Lateral faz a diferença em atuação impositiva do Rubro-Negro pela técnica, mas que expõe necessidade de meias lesionados para decisão pelas oitavas de final da Libertadores

Publicado em: 29 de Julho de 2019
Autor: Cahê Mota — Rio de Janeiro
Fonte: GE

Em um Flamengo soberano, mas longe de ser criativo, foi o camisa 13 que botou o clássico com o Botafogo debaixo do braço e decidiu em cenário similar ao que espera o Rubro-Negro quarta-feira diante do Emelec. Copo meio cheio para quem precisa buscar alternativas para que a supremacia técnica não dependa da qualidade individual no jogo que vale a vida na Libertadores.

 

Com qualidade técnica consideravelmente superior ao Botafogo, o Flamengo se impôs no campo ofensivo no clássico de domingo no Maracanã. A carência de um nome que pensasse o jogo pelo meio, no entanto, se fez evidente e se não fosse o talento Rafinha os 56% de posse de bola (que chegaram a ultrapassar a casa de 60 ao longo dos 90 minutos) pouco teriam feito a diferença diante do buraco entre defesa e ataque.

 

Aberto pela direita, Gérson teve sua melhor atuação com a camisa rubro-negra. O Flamengo tinha praticamente quatro homens de frente ao lado de Gabriel, Bruno Henrique e Lincoln, mas carecia de quem pensasse o jogo. A missão caia nos pés de Cuéllar e Arão, facilitando as ações defensivas do Botafogo.

 

Intenso nos dez minutos iniciais, o time de Jorge Jesus foi incapaz de transformar a superioridade em gol e viu o adversário abrir o placar na primeira investida em bola aérea. Diego Alves falhou, e Cícero abriu o placar.

 

Este era o panorama: o Botafogo dava impressão de que só assustaria em bolas paradas. E para isso acabou contando com o vacilo do goleiro rubro-negro em duas ocasiões.

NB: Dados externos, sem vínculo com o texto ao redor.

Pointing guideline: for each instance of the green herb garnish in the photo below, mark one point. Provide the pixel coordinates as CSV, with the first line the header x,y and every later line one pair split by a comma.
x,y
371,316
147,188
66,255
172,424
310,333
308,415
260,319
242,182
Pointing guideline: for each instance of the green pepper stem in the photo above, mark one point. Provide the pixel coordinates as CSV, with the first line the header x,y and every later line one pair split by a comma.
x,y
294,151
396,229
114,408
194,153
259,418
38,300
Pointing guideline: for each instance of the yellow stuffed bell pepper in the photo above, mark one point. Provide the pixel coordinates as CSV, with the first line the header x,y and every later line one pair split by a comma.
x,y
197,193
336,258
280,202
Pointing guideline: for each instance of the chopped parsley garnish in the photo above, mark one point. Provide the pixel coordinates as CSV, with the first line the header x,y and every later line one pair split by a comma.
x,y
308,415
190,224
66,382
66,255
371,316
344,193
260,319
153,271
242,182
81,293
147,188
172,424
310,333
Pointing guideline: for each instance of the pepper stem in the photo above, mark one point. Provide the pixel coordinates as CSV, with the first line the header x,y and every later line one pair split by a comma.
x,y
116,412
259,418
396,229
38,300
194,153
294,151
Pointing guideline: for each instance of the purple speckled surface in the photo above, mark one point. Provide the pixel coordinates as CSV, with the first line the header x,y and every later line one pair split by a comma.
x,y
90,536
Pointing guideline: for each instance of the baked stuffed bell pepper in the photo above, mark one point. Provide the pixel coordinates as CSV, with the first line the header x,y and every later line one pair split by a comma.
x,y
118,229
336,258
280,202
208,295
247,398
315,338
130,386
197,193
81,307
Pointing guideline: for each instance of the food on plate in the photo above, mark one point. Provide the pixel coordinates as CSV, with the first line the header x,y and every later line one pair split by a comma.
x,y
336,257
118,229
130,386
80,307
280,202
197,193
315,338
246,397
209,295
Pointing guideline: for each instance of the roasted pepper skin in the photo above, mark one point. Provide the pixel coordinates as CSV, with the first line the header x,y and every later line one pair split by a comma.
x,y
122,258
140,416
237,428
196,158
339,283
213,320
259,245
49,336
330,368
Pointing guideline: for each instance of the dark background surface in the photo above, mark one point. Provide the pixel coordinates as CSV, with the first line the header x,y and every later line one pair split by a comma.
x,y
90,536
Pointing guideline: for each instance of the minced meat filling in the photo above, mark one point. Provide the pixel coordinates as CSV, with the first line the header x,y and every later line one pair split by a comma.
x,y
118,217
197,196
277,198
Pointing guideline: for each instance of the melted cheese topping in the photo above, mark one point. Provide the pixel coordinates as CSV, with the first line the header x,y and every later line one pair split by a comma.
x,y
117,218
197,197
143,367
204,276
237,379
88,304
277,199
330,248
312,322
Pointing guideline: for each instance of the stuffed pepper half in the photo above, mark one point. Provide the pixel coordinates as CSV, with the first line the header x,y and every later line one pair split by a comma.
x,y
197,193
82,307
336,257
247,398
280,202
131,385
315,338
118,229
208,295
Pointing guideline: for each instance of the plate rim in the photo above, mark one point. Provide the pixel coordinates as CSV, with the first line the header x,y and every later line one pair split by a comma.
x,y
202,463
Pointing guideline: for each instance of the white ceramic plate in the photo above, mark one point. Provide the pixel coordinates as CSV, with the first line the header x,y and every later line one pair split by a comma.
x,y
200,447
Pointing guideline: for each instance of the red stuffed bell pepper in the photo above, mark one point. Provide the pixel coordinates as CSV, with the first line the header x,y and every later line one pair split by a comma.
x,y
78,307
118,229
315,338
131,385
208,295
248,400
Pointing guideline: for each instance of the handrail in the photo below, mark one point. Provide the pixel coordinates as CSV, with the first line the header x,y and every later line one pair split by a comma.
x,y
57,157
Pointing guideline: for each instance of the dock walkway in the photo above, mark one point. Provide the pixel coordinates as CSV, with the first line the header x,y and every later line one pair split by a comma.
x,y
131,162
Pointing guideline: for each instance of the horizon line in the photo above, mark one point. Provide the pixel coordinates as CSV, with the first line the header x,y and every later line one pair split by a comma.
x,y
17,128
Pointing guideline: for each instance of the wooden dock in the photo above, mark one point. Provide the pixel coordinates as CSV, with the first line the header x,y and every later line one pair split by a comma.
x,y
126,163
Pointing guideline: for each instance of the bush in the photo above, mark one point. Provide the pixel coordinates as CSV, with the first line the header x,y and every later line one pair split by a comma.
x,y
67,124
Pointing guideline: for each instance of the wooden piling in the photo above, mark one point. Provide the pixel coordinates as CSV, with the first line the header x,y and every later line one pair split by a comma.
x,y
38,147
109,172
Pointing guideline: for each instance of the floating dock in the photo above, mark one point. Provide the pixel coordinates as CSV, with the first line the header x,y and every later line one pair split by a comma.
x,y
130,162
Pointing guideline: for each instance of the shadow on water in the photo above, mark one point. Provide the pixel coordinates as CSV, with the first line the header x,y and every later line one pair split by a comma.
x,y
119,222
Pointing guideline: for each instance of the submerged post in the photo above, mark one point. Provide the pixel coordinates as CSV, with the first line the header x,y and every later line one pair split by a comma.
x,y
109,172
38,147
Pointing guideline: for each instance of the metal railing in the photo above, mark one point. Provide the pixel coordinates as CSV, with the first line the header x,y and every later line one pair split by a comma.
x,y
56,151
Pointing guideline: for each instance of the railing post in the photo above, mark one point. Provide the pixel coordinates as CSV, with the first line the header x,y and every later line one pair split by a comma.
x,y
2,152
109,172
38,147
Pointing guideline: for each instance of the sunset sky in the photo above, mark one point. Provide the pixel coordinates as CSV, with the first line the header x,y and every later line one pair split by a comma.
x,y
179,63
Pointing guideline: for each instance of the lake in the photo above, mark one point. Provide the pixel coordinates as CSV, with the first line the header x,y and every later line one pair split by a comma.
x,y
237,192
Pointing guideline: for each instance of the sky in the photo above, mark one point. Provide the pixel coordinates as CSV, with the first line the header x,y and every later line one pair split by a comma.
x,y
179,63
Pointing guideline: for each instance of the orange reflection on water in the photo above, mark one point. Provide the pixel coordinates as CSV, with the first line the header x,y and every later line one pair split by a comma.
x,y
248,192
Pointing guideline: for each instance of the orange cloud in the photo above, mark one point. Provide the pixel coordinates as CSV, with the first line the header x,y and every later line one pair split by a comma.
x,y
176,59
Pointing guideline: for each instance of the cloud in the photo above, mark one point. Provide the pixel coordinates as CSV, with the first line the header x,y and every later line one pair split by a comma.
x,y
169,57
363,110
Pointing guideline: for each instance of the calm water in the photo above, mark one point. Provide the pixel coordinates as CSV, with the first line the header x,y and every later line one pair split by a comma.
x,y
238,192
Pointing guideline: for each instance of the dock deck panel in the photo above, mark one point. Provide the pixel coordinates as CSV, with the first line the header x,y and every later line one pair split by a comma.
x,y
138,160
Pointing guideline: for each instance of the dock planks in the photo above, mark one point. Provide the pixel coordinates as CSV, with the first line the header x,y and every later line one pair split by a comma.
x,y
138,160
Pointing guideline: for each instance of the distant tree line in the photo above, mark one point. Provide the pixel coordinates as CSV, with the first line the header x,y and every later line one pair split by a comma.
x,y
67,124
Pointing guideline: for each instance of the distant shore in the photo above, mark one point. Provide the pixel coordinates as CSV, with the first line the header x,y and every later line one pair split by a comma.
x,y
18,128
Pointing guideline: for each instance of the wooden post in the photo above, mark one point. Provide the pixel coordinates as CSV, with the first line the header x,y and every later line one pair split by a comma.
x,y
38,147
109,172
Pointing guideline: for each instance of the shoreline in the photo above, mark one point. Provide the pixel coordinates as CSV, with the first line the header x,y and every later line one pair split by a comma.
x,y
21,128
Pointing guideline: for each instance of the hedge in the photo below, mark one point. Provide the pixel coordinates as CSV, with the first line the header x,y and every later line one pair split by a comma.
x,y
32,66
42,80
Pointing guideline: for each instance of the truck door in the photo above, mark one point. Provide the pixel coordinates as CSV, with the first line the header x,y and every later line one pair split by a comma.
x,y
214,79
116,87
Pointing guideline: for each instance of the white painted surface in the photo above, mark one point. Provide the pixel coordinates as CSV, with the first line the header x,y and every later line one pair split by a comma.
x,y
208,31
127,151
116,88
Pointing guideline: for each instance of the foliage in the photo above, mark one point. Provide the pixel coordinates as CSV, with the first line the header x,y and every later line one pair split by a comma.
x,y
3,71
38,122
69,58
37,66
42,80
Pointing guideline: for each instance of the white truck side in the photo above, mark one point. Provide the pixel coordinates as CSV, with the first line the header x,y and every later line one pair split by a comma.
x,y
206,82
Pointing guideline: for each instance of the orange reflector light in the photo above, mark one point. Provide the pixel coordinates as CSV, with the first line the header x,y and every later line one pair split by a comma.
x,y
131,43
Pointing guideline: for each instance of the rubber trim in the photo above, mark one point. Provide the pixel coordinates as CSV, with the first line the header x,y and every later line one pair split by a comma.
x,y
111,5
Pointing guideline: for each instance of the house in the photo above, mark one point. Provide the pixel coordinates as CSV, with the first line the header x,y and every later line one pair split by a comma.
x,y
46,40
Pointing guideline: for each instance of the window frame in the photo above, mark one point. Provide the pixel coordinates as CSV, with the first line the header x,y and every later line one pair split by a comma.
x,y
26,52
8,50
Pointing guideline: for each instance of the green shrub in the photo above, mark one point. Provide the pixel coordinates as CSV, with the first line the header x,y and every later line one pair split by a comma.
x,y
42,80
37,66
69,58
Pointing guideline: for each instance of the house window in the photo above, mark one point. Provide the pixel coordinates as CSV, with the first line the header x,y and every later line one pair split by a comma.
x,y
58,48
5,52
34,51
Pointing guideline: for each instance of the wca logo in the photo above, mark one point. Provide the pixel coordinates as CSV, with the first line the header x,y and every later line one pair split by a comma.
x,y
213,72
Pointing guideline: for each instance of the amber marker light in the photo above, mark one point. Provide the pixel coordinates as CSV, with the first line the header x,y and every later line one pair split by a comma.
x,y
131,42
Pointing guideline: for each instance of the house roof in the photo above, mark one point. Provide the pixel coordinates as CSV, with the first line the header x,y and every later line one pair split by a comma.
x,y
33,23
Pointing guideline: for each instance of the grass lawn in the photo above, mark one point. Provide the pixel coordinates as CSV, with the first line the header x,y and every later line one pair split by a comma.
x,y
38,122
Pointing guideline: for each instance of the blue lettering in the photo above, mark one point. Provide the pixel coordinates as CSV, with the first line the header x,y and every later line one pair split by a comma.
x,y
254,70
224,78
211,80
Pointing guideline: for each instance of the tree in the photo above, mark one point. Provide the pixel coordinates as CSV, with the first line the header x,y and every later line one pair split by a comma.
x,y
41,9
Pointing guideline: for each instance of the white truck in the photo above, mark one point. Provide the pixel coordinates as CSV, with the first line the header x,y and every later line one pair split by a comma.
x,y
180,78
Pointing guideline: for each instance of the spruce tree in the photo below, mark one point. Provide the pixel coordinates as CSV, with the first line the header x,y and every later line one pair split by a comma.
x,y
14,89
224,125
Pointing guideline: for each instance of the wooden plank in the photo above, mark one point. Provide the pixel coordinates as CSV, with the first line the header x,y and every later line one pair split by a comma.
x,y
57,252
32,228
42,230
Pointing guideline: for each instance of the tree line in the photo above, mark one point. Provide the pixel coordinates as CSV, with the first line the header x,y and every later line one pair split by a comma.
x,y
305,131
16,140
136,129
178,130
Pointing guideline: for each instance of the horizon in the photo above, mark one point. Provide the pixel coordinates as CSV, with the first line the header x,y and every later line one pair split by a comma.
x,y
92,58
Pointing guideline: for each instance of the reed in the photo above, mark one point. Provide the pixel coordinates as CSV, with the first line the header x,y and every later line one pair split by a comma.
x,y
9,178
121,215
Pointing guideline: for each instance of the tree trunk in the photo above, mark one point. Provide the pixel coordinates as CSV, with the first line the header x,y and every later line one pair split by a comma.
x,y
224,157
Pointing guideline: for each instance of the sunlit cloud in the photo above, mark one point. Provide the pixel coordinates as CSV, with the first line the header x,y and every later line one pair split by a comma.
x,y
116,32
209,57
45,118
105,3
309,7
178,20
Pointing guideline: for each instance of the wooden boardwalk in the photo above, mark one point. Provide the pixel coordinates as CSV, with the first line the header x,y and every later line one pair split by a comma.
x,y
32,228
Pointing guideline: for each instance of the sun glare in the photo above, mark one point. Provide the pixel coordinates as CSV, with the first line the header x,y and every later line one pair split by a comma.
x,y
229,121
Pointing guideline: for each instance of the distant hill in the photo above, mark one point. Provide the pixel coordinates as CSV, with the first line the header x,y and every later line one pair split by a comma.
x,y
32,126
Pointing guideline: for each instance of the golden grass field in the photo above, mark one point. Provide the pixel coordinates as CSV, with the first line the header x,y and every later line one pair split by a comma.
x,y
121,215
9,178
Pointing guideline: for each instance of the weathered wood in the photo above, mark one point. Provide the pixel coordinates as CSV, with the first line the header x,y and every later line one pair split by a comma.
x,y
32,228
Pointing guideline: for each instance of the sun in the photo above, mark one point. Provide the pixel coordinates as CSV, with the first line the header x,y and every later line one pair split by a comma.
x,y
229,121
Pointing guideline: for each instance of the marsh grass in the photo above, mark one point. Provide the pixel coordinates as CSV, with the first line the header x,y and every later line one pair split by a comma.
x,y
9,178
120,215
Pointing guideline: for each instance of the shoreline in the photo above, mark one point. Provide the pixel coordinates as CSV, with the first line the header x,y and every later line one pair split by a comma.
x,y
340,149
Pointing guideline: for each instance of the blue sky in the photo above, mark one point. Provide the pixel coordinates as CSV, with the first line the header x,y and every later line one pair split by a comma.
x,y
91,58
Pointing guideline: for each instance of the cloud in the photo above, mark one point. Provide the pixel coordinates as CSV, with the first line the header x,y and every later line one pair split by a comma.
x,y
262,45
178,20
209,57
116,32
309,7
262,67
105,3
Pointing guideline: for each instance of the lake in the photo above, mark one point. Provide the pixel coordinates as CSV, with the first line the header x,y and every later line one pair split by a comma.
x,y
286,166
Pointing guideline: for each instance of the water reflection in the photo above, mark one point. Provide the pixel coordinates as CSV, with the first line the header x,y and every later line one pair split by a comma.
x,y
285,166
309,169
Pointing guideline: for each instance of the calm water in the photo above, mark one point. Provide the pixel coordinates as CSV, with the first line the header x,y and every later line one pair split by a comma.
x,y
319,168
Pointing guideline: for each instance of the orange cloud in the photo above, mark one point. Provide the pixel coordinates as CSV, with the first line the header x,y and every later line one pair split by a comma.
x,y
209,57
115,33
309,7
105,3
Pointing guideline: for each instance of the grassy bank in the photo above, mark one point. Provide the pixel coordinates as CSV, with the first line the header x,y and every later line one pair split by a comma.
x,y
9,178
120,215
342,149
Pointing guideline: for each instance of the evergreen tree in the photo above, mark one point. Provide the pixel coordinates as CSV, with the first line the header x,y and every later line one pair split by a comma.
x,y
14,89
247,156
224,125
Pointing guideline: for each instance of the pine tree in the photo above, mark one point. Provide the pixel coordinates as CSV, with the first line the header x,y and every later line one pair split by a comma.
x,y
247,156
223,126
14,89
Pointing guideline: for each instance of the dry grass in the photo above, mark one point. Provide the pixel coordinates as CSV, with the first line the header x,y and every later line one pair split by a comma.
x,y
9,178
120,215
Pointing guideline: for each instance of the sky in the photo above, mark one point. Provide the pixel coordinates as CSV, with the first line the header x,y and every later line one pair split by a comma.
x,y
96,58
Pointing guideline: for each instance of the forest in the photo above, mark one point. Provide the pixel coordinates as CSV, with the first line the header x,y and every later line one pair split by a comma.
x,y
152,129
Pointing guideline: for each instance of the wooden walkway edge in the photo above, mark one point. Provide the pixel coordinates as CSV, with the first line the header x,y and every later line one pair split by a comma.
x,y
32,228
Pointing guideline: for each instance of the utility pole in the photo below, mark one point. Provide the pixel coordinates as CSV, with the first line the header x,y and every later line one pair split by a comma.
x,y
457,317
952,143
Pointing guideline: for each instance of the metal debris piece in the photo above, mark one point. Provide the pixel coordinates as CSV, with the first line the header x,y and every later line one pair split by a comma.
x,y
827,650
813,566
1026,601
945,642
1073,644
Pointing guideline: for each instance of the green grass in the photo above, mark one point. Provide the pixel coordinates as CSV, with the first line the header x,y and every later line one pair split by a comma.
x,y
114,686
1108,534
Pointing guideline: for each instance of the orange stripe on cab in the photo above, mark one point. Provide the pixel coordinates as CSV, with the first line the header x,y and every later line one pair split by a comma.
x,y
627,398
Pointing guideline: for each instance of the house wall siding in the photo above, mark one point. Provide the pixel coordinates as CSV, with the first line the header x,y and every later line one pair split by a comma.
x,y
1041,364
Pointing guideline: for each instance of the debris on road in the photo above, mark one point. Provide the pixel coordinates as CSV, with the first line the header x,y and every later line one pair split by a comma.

Na maior parte do jogo, porém, foi ataque contra defesa, e pelos lados o Flamengo encontrou caminhos que pareciam engarrafados no centro de ataque.

 

A vitória não pode maquiar a urgência de que Éverton Ribeiro e/ou De Arrascaeta estejam à disposição para dar um toque de criatividade a um time que soube fazer valer a melhor qualidade técnica e pressionar o Botafogo, mas sofreu para criar chances claras. Menos mal que Rafinha fez a diferença.

 

O lateral foi o sopro de criatividade de um time que, mais uma vez, teve em Gabriel uma figura incansável, mas venceu mais pela insistência do que pela criatividade. Lição para quarta-feira, quando um gol de diferença não será suficiente.

 

Vendo a parte meio cheia do copo, a vitória enalteceu o valor de Rafinha e reforçou a importância de ao menos um dos dois lesionados ir para o sacrifício na Libertadores. Tecnicamente, o Flamengo é muito melhor do que o Emelec (como contra o Botafogo), mas é preciso ir além da lateral direita para seguir vivo na competição mais importante das Américas.